Ruang rapat dipenuhi suara gumaman ketika Kirana selesai memaparkan hasil analisisnya. Beberapa anggota tim saling bertukar pandang, sementara beberapa lainnya sibuk mencatat poin-poin penting yang ia sampaikan. Kirana menutup presentasi dengan mantap, tangannya tetap terlipat di depan dada, menunggu reaksi.
Dirga menyandarkan tubuhnya ke kursi, ekspresinya tak terbaca. "Jadi, menurutmu strategi kita saat ini tidak cukup kompetitif?"
Kirana menatapnya tanpa gentar. "Saya hanya menunjukkan data dan perbandingan di lapangan. Jika ingin mendominasi pasar, kita perlu menyesuaikan pendekatan."

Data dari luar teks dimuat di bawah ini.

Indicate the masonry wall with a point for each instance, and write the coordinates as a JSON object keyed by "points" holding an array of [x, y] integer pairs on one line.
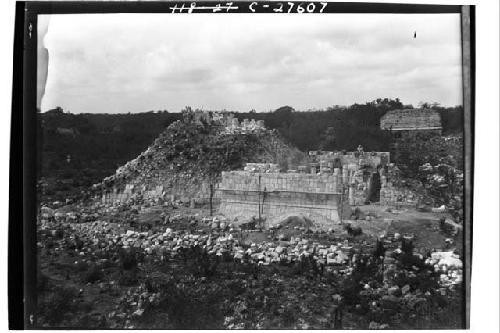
{"points": [[279, 195]]}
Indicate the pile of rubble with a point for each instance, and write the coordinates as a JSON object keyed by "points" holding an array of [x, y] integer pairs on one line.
{"points": [[262, 167]]}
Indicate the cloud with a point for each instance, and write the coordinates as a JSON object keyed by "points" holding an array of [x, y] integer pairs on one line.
{"points": [[139, 62]]}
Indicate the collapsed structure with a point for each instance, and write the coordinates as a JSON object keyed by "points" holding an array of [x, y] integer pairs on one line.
{"points": [[324, 190], [409, 122]]}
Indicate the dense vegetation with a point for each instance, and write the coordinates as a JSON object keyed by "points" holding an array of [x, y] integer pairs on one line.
{"points": [[81, 149]]}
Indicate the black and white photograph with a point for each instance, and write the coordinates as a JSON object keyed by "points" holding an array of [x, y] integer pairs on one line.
{"points": [[288, 166]]}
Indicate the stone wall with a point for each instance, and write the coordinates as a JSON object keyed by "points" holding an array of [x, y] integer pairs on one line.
{"points": [[278, 195]]}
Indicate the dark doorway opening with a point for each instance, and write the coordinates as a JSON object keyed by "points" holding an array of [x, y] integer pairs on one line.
{"points": [[374, 188]]}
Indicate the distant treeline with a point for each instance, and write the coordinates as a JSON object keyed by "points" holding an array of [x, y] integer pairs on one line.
{"points": [[96, 144]]}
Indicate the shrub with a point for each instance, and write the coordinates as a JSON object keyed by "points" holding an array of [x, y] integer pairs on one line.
{"points": [[93, 274], [59, 302]]}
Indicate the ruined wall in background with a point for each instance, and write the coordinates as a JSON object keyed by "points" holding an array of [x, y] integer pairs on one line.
{"points": [[278, 195]]}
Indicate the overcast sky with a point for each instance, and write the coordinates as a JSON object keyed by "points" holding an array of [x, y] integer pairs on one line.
{"points": [[118, 63]]}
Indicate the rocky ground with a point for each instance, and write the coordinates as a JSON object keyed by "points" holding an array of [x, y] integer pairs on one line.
{"points": [[173, 267]]}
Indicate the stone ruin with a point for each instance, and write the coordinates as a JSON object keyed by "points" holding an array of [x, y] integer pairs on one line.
{"points": [[324, 190], [230, 123]]}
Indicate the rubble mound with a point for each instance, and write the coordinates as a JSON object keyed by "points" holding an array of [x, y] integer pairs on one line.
{"points": [[188, 156]]}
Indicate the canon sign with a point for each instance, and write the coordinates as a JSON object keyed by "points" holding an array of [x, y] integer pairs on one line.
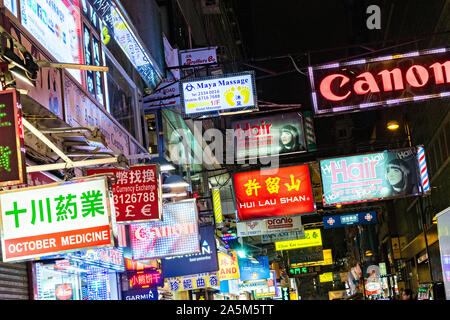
{"points": [[362, 84]]}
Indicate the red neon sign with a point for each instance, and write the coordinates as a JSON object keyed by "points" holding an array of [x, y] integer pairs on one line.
{"points": [[267, 194], [361, 84]]}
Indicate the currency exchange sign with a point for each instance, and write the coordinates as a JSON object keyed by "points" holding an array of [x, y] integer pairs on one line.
{"points": [[12, 150], [136, 193], [55, 218]]}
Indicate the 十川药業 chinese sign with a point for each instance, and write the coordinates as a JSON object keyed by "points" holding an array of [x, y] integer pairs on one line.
{"points": [[136, 193], [266, 194], [58, 217], [12, 150]]}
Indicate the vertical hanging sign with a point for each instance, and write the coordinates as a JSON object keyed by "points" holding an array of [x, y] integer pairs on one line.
{"points": [[12, 150]]}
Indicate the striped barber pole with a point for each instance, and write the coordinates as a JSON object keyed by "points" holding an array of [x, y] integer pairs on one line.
{"points": [[423, 169]]}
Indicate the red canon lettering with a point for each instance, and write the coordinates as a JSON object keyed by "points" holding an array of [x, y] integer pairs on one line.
{"points": [[416, 76]]}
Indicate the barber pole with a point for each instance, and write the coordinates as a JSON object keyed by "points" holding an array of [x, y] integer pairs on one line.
{"points": [[423, 170]]}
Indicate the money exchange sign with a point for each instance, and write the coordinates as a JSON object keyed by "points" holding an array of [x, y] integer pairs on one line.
{"points": [[53, 218], [136, 193], [263, 194]]}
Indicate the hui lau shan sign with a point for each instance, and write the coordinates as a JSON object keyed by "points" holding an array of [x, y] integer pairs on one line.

Salah satu manajer pemasaran mengangguk setuju. "Analisisnya masuk akal, Pak Dirga. Kompetitor memang lebih agresif dalam strategi digital mereka."
Alih-alih mengakui, Dirga malah menyilangkan tangan dan menatap Kirana dengan tatapan menilai. "Kalau begitu, coba buktikan. Buat strategi pemasaran yang bisa mengungguli mereka. Saya ingin proposal yang konkret dalam waktu satu minggu."
Beberapa orang di ruangan terlihat terkejut. Itu bukan tenggat waktu yang masuk akal. Kirana menahan napas sesaat sebelum akhirnya tersenyum tipis. "Baik. Saya akan siapkan."
Dirga mengangguk, lalu berdiri. "Bagus. Rapat selesai." Ia melangkah keluar lebih dulu, tapi saat melintas di dekat Kirana, ia menunduk sedikit dan berbisik pelan, hanya cukup untuk didengar olehnya.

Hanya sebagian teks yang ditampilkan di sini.